Criminal charges recommended for hotel projectWednesday, June 09, 2021
BY ALPHEA SAUNDERS
The Integrity Commission has recommended that criminal charges be pursued in relation to the circumstances surrounding the granting and issuance of permits for the construction, renovation and operation of Blue Diamond Hotel Group's Royalton Negril resort.
In a special investigation report tabled in the House of Representatives yesterday, the commission said fines and imprisonment orders should be pursued in relation to breaches and non-compliance with the terms of the permits, which went against environmental and town and planning laws.
On May 9, 2016, four months after the Hanover Municipal Corporation wrote to the manager for the Royalton construction site advising that modifications being done to the building had not been approved, a section of the site collapsed, injuring five workers.
The municipal corporation issued a 30-day stop order on the project in October 2015, but was unable to confirm whether construction continued during the period, according to the commission.
On May 13, 2016, the then Office of the Contractor General (OCG) — now subsumed into the Integrity Commission — launched a probe into the circumstances in relation to the permits and licences issued for the works at the former Grand Lido property.
“Construction-related activities continued notwithstanding a cessation order which was issued by NEPA [National Environment and Planning Agency] to the developers of Royalton Negril Resort, on October 23, 2015, to cease all construction as at October 26, 2015, with the result that a site warning was issued on October 28, 2015. Notwithstanding the breaches which were identified, the DI [director of investigation] observed that the breaches were remedied, resulting in the continuation and conclusion of construction,” the report outlined.
The commission said the relevant building, planning and environmental permits required were issued by all the respective authorities — Hanover Parish Council, NEPA, and the Town and Country Planning Authority after consultation with the Negril and Green Island Area Local Planning Authority (NGIALP).
In January 2016 the then Hanover Parish Council said it had grave concerns after visiting the site, including that the approved building plans and permit had not, up to that point, been collected from the council.

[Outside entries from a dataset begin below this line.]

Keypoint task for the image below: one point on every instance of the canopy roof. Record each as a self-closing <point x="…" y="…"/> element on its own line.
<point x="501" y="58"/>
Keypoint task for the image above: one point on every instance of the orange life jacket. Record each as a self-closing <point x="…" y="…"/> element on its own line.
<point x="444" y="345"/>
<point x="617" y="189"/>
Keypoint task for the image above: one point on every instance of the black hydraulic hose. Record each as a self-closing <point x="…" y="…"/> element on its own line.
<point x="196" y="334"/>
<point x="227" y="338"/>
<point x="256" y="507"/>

The council also said the architectural designs of the buildings had not been altered, but the structural designs had been modified, and that there was no written communication to the superintendent of roads and works pertaining to the date when the developers intended to commence work.
“This is a glaring breach of the required procedures which will not be tolerated,” it warned.
The Integrity Commission said no fines or penalties were imposed for breaches of the Parish Council Building Act.
At the same time, NEPA granted the developers an environmental permit in May 2016, shortly after the collapse. This was despite a recommendation from the NGIALP to refuse the May 12, 2016 application by the developers for the proposed retention of a 573-bedroom hotel.
The investigation sought to determine whether there had been any irregularity in the grant and issue of permits for the construction and renovation at the Royalton Negril resort; the level of compliance with the conditions of permits issued; and the level of compliance with the provisions of the Contractor General's Act, the Town and Country Planning Act, the Town and Country Planning (Negril and Green Island Area), the Natural Resources Conservation Authority (NRCA) Act and NRCA Regulations, the Parish Council's Building Act (Hanover), and other relevant laws.